I will say this carefully but I will say it: a theology that strips the Spirit of His gifts while calling people to walk in Torah has produced exactly the problem you would expect. Head knowledge without interior power. Conviction without transformation. Torah as information rather than Torah written on the heart. The Spirit within is what makes the New Covenant different from the Old. You cannot embrace the New Covenant fully while declining the Spirit who enacts it.
Spirit Within, Spirit Upon
One more distinction that matters enormously and that almost no one teaches clearly.

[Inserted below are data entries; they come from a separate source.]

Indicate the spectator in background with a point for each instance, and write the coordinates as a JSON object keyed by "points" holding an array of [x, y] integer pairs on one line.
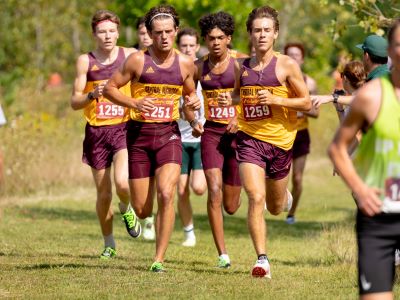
{"points": [[375, 56], [301, 146]]}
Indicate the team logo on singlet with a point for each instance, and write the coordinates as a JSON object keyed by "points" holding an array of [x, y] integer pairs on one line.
{"points": [[149, 70], [94, 68], [207, 78]]}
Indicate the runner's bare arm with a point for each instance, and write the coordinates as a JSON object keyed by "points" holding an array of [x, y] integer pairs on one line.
{"points": [[79, 99], [129, 71], [232, 98], [366, 197], [288, 71], [189, 88], [324, 99]]}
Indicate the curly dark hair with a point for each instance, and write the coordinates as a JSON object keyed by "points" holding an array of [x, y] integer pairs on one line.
{"points": [[355, 73], [165, 11], [262, 12], [221, 20]]}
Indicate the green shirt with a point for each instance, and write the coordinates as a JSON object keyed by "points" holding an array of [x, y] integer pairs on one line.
{"points": [[377, 159], [380, 71]]}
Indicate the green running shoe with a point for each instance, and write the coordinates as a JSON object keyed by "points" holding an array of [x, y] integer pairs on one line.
{"points": [[157, 267], [108, 253], [132, 223], [224, 262]]}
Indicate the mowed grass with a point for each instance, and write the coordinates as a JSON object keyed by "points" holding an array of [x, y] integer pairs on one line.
{"points": [[50, 246]]}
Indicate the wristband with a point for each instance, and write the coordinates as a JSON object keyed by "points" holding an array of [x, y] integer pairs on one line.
{"points": [[335, 97], [193, 123], [90, 96]]}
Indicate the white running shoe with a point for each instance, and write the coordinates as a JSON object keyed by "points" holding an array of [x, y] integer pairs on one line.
{"points": [[189, 242], [261, 269], [149, 232]]}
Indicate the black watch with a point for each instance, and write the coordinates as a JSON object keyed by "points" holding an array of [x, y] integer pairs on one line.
{"points": [[90, 96]]}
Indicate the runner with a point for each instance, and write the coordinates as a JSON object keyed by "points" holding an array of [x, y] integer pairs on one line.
{"points": [[145, 41], [105, 141], [192, 173], [216, 74], [159, 76], [301, 146], [374, 177], [267, 126]]}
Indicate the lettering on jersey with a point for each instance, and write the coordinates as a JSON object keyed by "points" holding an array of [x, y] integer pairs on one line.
{"points": [[211, 94], [206, 78], [253, 91], [149, 70], [165, 90]]}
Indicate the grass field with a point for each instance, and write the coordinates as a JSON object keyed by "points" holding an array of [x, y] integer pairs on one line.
{"points": [[50, 246]]}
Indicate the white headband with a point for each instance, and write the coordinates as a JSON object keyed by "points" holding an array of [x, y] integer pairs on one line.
{"points": [[162, 14]]}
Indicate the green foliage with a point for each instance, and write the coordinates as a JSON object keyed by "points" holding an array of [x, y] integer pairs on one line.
{"points": [[41, 37], [374, 15]]}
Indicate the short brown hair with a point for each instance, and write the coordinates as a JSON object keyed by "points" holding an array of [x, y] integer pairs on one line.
{"points": [[295, 45], [355, 73], [103, 15], [262, 12], [164, 11]]}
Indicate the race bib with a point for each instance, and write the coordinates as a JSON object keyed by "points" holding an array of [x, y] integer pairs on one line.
{"points": [[391, 203], [162, 111], [221, 113], [253, 111], [107, 110], [392, 189]]}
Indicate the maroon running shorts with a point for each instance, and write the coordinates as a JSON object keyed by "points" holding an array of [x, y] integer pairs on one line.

The baptism in the Holy Spirit is the indwelling — the Spirit taking up permanent residence within the believer. This is the New Covenant reality. This is what sanctifies. This is what empowers the interior life. This is the arrabon, the covenant seal, the guarantee.
But the Spirit also moves upon believers for specific Kingdom purposes — and this is a different dynamic. In the Old Covenant, the Spirit came upon men for specific assignments. The Spirit came upon Samson for feats of supernatural strength. The Spirit came upon David when he was anointed. The Spirit came upon the prophets when they spoke Yehovah's word. They did not have the Spirit within in the New Covenant sense — but the Spirit moved upon them for Yehovah's purposes.

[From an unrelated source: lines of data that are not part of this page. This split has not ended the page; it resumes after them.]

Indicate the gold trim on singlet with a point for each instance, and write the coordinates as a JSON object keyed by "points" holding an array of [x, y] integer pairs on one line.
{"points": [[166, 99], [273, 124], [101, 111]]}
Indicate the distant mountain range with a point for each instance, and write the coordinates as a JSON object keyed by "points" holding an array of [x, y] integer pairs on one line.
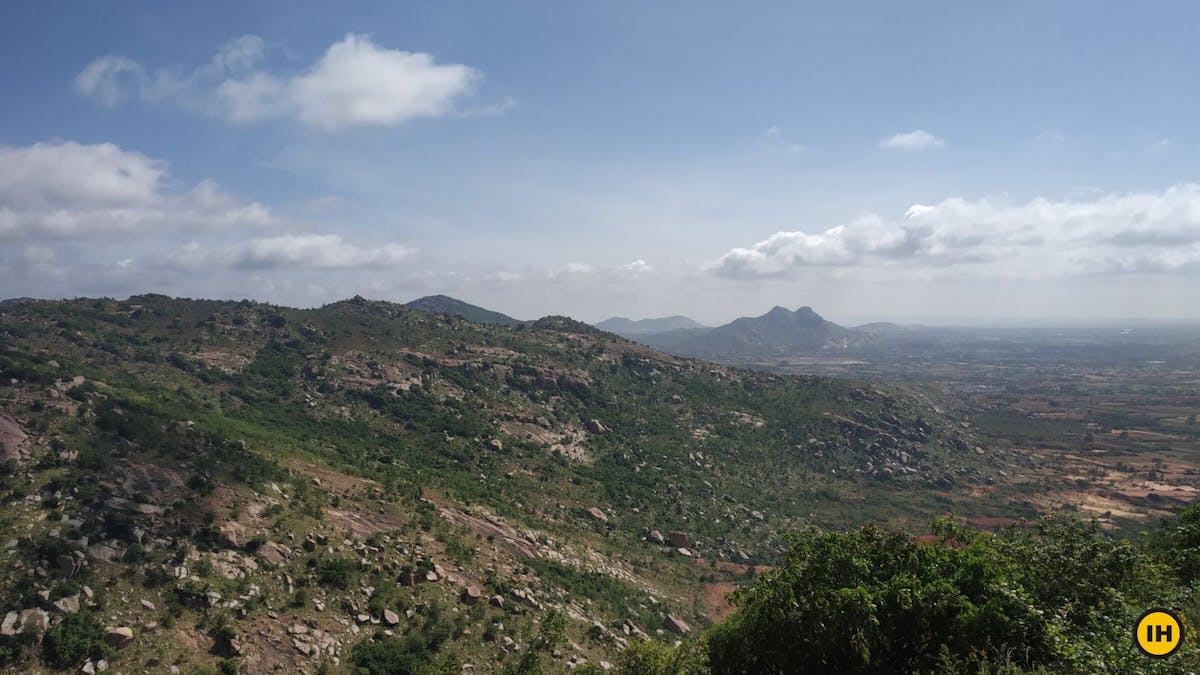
{"points": [[625, 327], [778, 333], [445, 304]]}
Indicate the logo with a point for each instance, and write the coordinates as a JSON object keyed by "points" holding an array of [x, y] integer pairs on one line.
{"points": [[1158, 633]]}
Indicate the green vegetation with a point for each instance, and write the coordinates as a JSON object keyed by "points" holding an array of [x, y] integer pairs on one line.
{"points": [[1061, 596], [76, 638]]}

In the New Covenant, believers who carry the Spirit within can also experience the Spirit coming upon them in specific moments for specific Kingdom operation. This is when the supernatural gifts function — tongues and interpretation, prophecy, healing, miracles, words of knowledge and wisdom, discernment of spirits. The gifts of 1 Corinthians 12 operate through the Spirit coming upon a vessel who already carries the Spirit within. The indwelling provides the foundation. The anointing upon provides the function for specific moments of Kingdom work.
This is why the carnal believer — genuinely born again, genuinely saved, but not filled with the Spirit — struggles in a way that is not mysterious once you understand the framework. They have a resurrected spirit and the Spirit working with them. They do not have the interior power source that makes sanctification work and Kingdom function possible. They are trying to obey Torah without the Spirit who writes it on the heart. They are trying to walk in holiness without the One who sanctifies. They have the foundation but no structure, and a foundation with no structure is just a slab.

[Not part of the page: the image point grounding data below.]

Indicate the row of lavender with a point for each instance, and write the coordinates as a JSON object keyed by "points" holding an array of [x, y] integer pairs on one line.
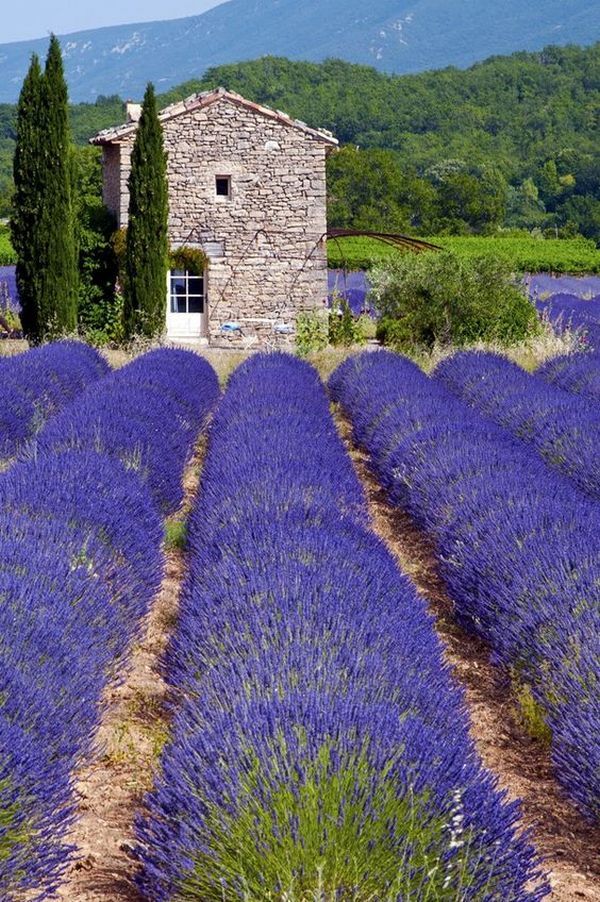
{"points": [[576, 373], [568, 311], [80, 560], [519, 548], [563, 429], [319, 747], [36, 385]]}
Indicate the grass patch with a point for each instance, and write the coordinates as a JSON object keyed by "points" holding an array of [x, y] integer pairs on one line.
{"points": [[175, 534], [532, 715]]}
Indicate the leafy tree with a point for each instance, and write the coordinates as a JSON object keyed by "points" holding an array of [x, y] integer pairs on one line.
{"points": [[443, 298], [100, 310], [146, 252]]}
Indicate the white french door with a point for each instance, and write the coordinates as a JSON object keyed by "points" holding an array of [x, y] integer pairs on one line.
{"points": [[187, 315]]}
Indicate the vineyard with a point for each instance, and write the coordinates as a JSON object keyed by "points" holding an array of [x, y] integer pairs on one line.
{"points": [[315, 743], [523, 254]]}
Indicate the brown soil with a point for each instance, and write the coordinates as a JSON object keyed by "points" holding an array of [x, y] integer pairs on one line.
{"points": [[132, 732], [570, 847]]}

If you have been born again and have not yet received the baptism in the Holy Spirit, this is the most important thing you can pursue right now. Not more information. Not more Torah study. Not more theological clarity. The Spirit within. Pursue it. Ask for it. Yeshua Himself said: "If you then, being evil, know how to give good gifts to your children, how much more will your heavenly Father give the Holy Spirit to those who ask Him?" (Luke 11:13). Ask. Keep asking. He is not reluctant to give what He has already promised.
There is an entire teaching series coming that will go deep into everything the Spirit within does — the gifts, the fruit, the ministry of the Spirit, the supernatural life of the Kingdom believer. What this teaching can give you is the foundation and the fire to go after it. The rest is coming. Do not wait for the series to start pursuing what is already yours.